I then read of world of times past. I read life, a hundred years ago. I read of plague, and I read of history. I read of love, and I read of strife. I read of utter grief, disparities and commerce. I read of economy, machines and horse races. I read counsel, decision, fear and fact. The letters were legacy, and I held each word with tenderness, with caress of a lover. Writers are a dangerous group of people, we configure emotion to paper, texture and slant of hand.

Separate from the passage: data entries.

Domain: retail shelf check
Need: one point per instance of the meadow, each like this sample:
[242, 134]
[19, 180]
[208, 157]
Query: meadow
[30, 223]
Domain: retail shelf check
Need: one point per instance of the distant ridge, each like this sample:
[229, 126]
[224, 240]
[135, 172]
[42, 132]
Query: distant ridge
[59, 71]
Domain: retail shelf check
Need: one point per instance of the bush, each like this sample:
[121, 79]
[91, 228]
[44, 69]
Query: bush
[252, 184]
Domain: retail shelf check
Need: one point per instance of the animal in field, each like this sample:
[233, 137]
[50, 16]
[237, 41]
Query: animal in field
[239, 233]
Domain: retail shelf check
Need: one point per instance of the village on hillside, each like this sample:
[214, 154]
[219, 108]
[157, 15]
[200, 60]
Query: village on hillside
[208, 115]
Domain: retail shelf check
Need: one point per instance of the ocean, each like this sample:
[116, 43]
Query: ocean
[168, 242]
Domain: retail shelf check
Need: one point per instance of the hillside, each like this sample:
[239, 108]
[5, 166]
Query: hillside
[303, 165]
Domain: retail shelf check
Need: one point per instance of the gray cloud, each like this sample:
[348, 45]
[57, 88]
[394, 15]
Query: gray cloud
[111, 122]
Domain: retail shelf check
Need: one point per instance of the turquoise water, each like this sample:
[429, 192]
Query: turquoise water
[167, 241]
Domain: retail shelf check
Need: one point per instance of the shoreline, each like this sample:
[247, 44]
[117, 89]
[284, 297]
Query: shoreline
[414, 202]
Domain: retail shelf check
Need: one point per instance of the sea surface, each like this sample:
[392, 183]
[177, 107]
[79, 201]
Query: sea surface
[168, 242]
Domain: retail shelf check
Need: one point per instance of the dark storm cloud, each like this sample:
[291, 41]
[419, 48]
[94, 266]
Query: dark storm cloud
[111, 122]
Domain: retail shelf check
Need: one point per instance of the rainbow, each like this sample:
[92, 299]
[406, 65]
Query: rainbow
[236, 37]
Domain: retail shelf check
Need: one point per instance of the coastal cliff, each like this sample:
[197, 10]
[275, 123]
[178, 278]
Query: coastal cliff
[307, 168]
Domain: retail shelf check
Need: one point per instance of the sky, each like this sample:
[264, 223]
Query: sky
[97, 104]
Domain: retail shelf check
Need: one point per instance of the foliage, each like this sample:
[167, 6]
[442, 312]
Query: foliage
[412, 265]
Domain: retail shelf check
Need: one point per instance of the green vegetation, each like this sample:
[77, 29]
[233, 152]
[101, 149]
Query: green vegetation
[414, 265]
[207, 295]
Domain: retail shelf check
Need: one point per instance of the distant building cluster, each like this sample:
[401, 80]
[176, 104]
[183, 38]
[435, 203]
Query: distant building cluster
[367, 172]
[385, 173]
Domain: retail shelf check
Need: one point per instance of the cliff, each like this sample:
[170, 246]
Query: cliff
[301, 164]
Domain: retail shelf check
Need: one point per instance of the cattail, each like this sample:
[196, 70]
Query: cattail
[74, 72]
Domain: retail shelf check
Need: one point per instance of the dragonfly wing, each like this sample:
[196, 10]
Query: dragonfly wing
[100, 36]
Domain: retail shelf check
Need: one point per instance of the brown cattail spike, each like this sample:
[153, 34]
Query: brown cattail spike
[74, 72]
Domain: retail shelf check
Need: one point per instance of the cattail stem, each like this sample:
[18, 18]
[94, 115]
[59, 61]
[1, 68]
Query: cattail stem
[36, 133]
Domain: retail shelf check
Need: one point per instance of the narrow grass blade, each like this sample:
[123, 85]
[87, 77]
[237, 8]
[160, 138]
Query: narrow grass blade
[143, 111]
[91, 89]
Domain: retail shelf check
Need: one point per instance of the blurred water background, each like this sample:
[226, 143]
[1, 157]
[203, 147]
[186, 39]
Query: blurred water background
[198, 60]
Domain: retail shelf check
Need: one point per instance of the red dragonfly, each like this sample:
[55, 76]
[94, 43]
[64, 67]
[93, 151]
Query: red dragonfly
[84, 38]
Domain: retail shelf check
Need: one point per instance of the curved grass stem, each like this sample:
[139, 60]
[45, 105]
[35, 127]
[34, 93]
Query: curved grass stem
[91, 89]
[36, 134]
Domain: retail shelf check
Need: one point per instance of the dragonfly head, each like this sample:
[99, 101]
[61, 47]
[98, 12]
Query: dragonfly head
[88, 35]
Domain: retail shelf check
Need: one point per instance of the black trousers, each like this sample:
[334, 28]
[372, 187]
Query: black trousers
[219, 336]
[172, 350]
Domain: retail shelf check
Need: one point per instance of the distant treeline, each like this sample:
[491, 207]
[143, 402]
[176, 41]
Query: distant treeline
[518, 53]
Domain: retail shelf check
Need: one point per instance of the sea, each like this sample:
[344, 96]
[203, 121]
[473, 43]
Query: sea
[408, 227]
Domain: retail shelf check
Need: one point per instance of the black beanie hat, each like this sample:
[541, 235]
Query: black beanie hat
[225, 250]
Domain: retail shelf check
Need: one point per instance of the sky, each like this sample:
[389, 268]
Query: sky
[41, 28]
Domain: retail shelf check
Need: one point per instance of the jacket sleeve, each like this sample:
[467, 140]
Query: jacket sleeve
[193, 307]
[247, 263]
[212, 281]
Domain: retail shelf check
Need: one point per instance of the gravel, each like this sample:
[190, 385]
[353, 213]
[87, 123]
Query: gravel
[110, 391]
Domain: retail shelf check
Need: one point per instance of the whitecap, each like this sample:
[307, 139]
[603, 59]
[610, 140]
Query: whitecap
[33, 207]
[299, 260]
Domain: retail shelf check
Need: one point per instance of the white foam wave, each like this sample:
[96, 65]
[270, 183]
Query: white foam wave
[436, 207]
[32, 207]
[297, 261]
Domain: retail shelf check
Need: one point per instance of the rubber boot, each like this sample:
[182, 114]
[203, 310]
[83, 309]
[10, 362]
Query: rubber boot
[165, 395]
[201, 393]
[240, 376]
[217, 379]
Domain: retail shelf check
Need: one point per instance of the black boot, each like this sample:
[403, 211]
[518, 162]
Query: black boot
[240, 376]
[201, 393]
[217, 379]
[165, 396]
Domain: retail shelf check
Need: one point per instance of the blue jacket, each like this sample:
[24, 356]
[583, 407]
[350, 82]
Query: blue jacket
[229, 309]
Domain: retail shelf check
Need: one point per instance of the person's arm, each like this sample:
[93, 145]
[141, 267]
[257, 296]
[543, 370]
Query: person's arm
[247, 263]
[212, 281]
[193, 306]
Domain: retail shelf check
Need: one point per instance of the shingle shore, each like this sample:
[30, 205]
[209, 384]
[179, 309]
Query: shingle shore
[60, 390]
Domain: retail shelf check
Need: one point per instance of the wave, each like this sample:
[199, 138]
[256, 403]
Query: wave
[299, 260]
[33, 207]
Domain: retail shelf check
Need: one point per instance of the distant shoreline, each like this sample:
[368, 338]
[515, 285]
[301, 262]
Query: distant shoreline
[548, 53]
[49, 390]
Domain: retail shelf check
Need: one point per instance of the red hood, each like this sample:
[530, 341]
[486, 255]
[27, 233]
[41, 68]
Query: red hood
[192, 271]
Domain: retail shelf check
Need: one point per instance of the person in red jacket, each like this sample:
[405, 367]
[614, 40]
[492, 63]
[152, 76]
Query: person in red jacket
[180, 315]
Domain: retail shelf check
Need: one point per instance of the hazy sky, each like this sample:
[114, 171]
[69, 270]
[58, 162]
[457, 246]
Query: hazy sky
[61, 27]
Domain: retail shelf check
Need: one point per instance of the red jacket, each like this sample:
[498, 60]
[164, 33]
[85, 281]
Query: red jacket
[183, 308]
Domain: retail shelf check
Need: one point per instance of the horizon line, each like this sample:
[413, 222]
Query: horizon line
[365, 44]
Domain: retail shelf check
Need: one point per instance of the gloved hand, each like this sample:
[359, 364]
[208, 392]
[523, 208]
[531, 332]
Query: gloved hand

I found many a yellowing paper addressed to the great grandfather of Mr. Dinakar, then the commissioner for the princely state of Mysore, serving under the king of the time. Letters had visited the commissioner from Cambridge, London, Switzerland, Chitradoorg, Karwar and Bangalore. There were numerous hands that scribbled life stories to him, and they opened the veil to the life of a hundred years ago, voiced in first person. I lived the lives of the many, and I heard their stories and trifles, their hopes, achievements and star-struck rambles. Some wrenched my soul, some ignited my imagination and some made me muse.
The time ticked on to the pleasant ambiance of a Mysore evening.
I sifted through the papers. One letter caught my eye. Written in 1918 by one mister C Srikantaiah. It was an interesting letter. The hand was elegant, but resounded with such utter grief that I couldn’t tear my eyes off it. Each paragraph was riveting.
“I could never imagine one so noble, contented, loving, dutiful, accomplished and enthusiastic….Everything in me and around me reminds me of her every moment. Older people ask me to take courage and seek refuge in philosophy. Well, the one thing that I hate is philosophy and my education never trained me to be philosophical. I had an even career of life so far but now my mind is ruffled. Calamities—they are around us, calamities are all around the world, but such as mine, it is impossible to bear.”
In fine ink on paper, haunting even ninety-four years after it was penned; it bought tears to my eyes. It was a touching letter, and a page was missing, but one didn’t need to scavenge for the forgotten alphabets to be able to feel the uncompromising sincerity in the emotion. The emotion had spelled itself in the personal letter and spilled itself free in every anguished paragraph.
“But false death has left its havoc incomplete, leaving me here and slaying the more sweet.”
There was poetry in his grief: a grief so intimate that it collided with me. I held the letter against the last of the light and questioned it.
This man, C Srikantiah was addressing his father-in-law upon the death of his dear wife. The letter had remained incomplete with the missing page, but I could fill in the blanks. The wife whom he loved dearly, named Thungamma had been close to everything to him. She defined his existence that much was clear. In the letter, he mourns her and emulates her, respects her and considers her forever.
His love was evident even in devastating grief. In the closing paragraphs of his crushing letter, he comes to a conclusion: to donate in the name of his beloved, his life and his purpose.
‘During her stay with me for the last four months, I had given her 300/-, I would like the above amount to be added onto yours, and the amount endowed to the Mysore University for funding a scholarship in her name.’
In Mr. Dinaker’s words,
‘CS later thought of a benevolent fund in Thungamma's name in Mysore University that had started in 1916. No idea if it was materialized. CS later went to Zurich for studies and was great friends with my grandfather. I remember seeing his body when he died in around 1965 or so. I was 7. The house was in Yadavgiri. He went to Japan also in the 1930s. There are so many items in our showcase that his daughter later gave me when I was very young. I cherish a car in particular.’
A bit of history from Mr. Dinakar helped me see with insight.
I had to stare at Mr. Srikantiah's letter. I could only imagine him, his voice-- a faint echo of a past dissolving.
His words struggled, questioned, re-questioned and asked me again:
‘How can I forget her?’
Unanswered from 9th December, 1918.
It still remains to be found what happened to Thugamma's fund for Mysore University.